GRAPHIQUES. La Bourgogne-Franche-Comté, quatrième région la moins exposée à la pauvreté

L'institut national de la statistique et des études économiques a publié une enquête sur la pauvreté en France le vendredi 20 octobre. Si la Bourgogne-Franche-Comté est bien placée au niveau national, on constate d'importantes disparités entre les départements.

Selon l'INSEE, 342 300 personnes vivaient sous le seuil de pauvreté monétaire en 2020 en Bourgogne-Franche-Comté. Il équivaut à 1 120 euros pour une personne vivant seule. La Bourgogne-Franche-Comté est la quatrième région métropolitaine la moins exposée à la pauvreté, selon le taux de pauvreté monétaire.

Répartition de la population bourguignonne et franc-comtoise selon le niveau de vie :

  • 7,3% de la population vit au-delà de 180% du niveau de vie médian, contre 9,7% en France.
  • 23% vivent entre 120 et 180% du niveau de vie médian, contre 23,6% en France.
  • 29,3% vivent entre 90 et 120% du niveau de vie médian, contre 26,5% en France.
  • 27,6% vivent entre 60% et 90% du niveau de vie médian, contre 25,8% en France.
  • 12,8% vivent en dessous de 60% du niveau de vie médian, contre 14,4% en France.

En 2019, le niveau de vie médian correspondait à 22 040 euros annuels en France métropolitaine, soit 1 837 euros par mois pour une personne seule et 3 857 euros par mois pour un couple avec deux enfants de moins de 14 ans selon l'INSEE.

Le Jura et la Côte-d'Or au top, La Nièvre et le Territoire de Belfort en souffrance

Si on se penche sur les départements, le taux de pauvreté diffère. La Nièvre (15,5%) et le Territoire de Belfort (14,8%) dépassent la moyenne métropolitaine (14,4%). Pour la Nièvre, la population est âgée, et la part des revenus est issue des retraites. Le Territoire de Belfort est victime de "difficultés économiques et un taux de chômage plus élevé qu’en moyenne régionale, qui participent à la faiblesse des revenus.” C'est également le cas de l'Yonne (14,3%).

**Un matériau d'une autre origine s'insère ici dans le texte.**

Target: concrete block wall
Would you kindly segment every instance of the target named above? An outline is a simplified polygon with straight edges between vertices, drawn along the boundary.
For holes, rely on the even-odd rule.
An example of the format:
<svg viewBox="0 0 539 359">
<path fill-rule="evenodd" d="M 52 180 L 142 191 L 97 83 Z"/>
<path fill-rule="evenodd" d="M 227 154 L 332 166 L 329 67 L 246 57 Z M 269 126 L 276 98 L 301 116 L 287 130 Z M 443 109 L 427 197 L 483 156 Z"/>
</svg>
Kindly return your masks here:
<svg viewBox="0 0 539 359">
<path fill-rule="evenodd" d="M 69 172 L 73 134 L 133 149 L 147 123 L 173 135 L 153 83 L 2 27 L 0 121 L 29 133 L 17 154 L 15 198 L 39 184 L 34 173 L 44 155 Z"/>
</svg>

La Saône-et-Loire se situe entre 12,2% et 14,2%. La Côte-d’Or et le Jura figurent parmi les vingt départements de France métropolitaine où le taux de pauvreté est le plus faible. “L’attractivité plus forte de ces départements, en lien avec le dynamisme de l’agglomération dijonnaise pour l’un et le dynamisme économique pour l’autre participent à cette moindre part de personnes pauvres parmi la population”, justifie l’INSEE.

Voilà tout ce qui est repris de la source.